I assume, that you have email addresses extracted in field recipients
First one (step 1) clean unnecesery chars ["] from recipient field, split values with comma, extract first email, extract domain, compare with lookup table, setup field internal (true/false)
rule "email jsonarray 1.1"
when
has_field("recipients") AND contains(to_string($message.recipients), "@")
then
// Remove unneccesary strings []" from array field
let fix_strings = regex_replace("(\\[|\"|\\])", to_string($message.recipients), "");
// Split email addresses
let split_emails = split(",", fix_strings);
// Join emails without first one (from second to last)
let join_emails = join(split_emails, ",", 1, -1);
// Save it to temporaty field (used also in second pipeline rule condition)

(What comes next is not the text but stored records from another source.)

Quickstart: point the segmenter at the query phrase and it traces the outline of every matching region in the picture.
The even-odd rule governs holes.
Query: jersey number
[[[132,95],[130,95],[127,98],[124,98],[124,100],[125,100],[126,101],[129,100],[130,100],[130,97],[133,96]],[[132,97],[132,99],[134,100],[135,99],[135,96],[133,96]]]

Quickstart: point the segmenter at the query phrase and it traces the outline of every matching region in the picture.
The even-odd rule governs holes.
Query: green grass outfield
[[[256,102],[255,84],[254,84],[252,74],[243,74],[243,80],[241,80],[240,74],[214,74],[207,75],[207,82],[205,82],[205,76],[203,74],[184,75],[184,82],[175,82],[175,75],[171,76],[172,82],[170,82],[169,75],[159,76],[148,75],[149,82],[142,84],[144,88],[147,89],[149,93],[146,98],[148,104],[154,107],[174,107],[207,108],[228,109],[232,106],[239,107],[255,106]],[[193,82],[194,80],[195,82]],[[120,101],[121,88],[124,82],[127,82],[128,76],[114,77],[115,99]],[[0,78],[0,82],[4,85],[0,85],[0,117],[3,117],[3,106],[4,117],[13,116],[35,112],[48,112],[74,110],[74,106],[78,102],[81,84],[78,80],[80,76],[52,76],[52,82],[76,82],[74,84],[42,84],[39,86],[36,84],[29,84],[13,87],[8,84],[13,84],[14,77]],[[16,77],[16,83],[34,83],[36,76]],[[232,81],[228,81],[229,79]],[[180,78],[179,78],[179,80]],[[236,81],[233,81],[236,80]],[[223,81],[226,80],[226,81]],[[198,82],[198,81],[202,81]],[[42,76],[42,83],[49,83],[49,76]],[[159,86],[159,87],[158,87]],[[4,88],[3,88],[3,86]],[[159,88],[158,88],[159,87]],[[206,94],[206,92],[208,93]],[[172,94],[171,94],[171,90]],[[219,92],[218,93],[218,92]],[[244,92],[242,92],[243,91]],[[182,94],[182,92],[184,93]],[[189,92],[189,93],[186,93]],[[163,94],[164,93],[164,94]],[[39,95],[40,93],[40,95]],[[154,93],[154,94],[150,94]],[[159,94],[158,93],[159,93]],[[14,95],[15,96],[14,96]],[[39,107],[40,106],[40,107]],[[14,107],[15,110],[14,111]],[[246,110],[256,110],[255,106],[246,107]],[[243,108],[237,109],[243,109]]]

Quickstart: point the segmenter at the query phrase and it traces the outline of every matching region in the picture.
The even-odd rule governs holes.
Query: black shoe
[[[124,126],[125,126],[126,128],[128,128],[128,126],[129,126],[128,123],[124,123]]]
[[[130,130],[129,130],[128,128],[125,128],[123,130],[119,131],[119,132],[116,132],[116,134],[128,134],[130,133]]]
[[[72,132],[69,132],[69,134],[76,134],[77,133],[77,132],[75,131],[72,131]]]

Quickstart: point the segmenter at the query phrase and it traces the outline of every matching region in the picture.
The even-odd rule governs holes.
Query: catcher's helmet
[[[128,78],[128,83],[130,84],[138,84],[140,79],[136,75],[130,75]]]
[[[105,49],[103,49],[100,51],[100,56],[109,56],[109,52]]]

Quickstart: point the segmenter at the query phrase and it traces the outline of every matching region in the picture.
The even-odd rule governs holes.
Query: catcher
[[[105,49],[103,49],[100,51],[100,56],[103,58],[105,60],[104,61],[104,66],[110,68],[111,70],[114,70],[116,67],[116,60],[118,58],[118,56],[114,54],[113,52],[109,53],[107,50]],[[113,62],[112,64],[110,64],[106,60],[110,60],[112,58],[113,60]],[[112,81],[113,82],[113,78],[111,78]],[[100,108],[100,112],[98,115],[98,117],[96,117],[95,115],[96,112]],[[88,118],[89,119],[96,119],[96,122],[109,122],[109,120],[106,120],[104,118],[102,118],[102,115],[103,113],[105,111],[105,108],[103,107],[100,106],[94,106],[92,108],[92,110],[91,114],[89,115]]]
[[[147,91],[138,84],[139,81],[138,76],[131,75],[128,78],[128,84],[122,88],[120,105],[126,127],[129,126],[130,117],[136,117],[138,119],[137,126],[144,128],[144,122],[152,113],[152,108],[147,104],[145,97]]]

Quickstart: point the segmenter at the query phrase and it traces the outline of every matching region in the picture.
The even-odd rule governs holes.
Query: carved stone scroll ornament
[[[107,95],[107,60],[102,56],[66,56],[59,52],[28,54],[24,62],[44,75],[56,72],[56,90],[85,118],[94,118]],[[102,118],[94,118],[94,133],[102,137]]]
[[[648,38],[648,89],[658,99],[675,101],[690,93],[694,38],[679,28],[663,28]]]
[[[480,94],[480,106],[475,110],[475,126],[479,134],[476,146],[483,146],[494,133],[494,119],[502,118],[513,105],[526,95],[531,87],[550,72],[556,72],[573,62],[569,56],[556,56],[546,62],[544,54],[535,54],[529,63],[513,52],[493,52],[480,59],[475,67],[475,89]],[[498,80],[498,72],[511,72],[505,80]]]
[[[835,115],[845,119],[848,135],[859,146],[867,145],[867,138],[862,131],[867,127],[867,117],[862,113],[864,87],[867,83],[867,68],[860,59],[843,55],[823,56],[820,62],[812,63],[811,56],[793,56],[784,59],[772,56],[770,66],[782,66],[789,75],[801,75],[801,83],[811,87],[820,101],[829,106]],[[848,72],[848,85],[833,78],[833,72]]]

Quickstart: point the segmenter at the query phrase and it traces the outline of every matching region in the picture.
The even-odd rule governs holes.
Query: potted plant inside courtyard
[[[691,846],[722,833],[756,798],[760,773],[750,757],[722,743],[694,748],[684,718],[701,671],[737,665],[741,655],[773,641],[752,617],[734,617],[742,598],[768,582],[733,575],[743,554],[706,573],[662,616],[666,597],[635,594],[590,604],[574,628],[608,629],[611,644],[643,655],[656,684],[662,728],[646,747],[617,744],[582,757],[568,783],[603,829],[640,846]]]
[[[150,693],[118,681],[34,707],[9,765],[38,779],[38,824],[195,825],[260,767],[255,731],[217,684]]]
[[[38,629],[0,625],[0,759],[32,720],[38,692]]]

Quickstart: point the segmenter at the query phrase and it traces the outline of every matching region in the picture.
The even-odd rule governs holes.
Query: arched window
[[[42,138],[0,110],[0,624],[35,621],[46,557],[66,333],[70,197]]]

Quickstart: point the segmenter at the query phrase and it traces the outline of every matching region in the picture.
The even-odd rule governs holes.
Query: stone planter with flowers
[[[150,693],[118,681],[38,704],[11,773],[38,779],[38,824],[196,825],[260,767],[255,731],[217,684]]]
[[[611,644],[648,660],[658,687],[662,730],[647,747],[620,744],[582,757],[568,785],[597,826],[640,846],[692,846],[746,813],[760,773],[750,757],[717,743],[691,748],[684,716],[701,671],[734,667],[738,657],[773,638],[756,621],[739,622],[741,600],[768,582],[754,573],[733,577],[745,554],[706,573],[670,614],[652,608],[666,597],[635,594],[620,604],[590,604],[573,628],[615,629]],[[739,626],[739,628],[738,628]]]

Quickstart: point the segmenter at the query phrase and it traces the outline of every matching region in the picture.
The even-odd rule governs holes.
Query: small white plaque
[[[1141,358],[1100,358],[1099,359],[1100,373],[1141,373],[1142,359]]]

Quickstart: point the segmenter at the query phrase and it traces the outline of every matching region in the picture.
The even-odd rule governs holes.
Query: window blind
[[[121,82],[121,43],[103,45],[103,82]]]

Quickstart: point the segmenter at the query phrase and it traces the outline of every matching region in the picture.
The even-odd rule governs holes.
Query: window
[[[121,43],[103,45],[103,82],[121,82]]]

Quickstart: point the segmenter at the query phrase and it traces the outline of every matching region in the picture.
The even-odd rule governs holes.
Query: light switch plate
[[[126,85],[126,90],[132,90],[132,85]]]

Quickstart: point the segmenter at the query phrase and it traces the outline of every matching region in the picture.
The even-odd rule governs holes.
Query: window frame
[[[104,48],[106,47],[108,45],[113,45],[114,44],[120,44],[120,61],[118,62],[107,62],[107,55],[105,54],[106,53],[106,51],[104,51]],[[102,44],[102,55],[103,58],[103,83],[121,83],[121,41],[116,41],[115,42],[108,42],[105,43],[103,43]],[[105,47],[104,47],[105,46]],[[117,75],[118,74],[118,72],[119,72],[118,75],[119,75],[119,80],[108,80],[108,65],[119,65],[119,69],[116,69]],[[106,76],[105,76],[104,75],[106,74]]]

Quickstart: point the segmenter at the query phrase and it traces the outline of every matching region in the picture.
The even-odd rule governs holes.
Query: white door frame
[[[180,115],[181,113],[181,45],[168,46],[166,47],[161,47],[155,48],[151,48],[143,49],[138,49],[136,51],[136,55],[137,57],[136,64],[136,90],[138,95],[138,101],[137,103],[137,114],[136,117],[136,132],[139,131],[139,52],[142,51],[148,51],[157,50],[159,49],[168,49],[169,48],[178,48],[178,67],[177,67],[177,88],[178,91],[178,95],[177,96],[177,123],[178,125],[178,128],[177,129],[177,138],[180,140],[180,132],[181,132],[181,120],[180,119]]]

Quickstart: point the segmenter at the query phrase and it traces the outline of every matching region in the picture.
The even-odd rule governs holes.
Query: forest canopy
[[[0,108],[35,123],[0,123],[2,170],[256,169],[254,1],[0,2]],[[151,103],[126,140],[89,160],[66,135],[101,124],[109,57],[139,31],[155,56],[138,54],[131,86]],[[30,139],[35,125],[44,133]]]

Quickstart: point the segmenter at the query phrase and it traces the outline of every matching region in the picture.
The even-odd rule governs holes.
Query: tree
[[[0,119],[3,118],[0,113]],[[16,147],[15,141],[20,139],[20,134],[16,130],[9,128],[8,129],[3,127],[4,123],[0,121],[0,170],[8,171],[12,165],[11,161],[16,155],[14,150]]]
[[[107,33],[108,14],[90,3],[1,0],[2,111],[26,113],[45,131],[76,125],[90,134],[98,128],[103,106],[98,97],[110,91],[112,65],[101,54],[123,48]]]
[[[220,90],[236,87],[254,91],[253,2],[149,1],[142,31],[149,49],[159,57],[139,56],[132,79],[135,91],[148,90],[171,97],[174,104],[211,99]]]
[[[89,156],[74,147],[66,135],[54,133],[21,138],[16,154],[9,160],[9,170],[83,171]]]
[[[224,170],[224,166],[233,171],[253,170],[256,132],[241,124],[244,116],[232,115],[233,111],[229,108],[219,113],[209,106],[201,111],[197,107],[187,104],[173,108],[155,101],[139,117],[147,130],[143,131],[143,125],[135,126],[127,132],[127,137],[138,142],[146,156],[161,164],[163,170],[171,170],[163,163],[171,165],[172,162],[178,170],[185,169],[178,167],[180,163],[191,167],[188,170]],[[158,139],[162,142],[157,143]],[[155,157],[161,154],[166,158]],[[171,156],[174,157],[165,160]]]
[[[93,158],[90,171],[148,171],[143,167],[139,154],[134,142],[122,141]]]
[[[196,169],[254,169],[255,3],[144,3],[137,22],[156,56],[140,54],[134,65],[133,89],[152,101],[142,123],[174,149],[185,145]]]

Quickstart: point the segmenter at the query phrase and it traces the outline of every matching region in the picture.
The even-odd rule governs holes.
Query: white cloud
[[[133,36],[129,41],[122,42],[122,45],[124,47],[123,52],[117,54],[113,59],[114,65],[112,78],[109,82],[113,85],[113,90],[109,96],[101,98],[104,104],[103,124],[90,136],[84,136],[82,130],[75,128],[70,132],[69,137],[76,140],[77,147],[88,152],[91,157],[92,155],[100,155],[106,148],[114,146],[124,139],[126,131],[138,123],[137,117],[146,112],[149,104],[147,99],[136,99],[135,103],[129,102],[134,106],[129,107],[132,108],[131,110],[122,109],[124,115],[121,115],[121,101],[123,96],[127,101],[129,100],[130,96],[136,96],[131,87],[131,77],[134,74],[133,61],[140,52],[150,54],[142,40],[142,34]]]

set_field("recipients_tmp", join_emails);
// Extract domain from first email address
let extract_domain = regex("@(.*)$", to_string(split_emails[0]));
// Lookup domain in CSV - "email_domains" = name of lookup table
let lookup_internal = lookup_value("email_domains", extract_domain["0"]);
set_field("internal", to_bool(lookup_internal));
end
Second pipeline rule do similar to first one, and use temporary field recipients_tmp as input field. It’s run only when internal=false and field contains @ (so it will run until find first internal domain). Instead of join (to create field recipeints_tmp) this pipeline rule uses regex_replace
, due to graylog can’t store empty string in field. So if it will be use join as first rule, it will run much more times than expected.
rule "email jsonarray 1.2"
when
has_field("recipients_tmp") AND contains(to_string($message.recipients_tmp), "@") AND to_bool($message.internal2) == false
then
// Split email addresses
let split_emails = split(",", to_string($message.recipients_tmp));
// Replace first email with |
let replace_first = regex_replace("^[^,]+[,]{0,1}", to_string($message.recipients_tmp), "|");
// Save remaining emails to temporaty field
set_field("recipients_tmp", to_string(replace_first));
// Extract domain from first email address
let extract_domain = regex("@(.*)$", to_string(split_emails[0]));
// Lookup domain in CSV - "email_domains" = name of lookup table
let lookup_internal = lookup_value("email_domains", extract_domain["0"]);
set_field("internal2", to_bool(lookup_internal));
end
How to use:
- Create lookup table
email_domains
with Default single value
to false (string). Create CSV file and rows should include only local domains, not external. If not included in CSV, all other domains will be theated as external (internal = false) => Default single value
. Use quotes in CSV, it’s necessary in graylog.
Format of CSV:
"domain","internal"
"mycompany.com","true"
- Create new pipeline
- Assign pipeline rule
email jsonarray 1.1
to step 1
- Create as many steps (2 and more) as propable max number of recipients in array (5-10 e.g. or more)
- Assign pipeline rule
email jsonarray 1.2
to all step from 2 to number of steps created in point 4
- Done
Pipeline rules will process all email addresses in json array field, and stop after first internal domain.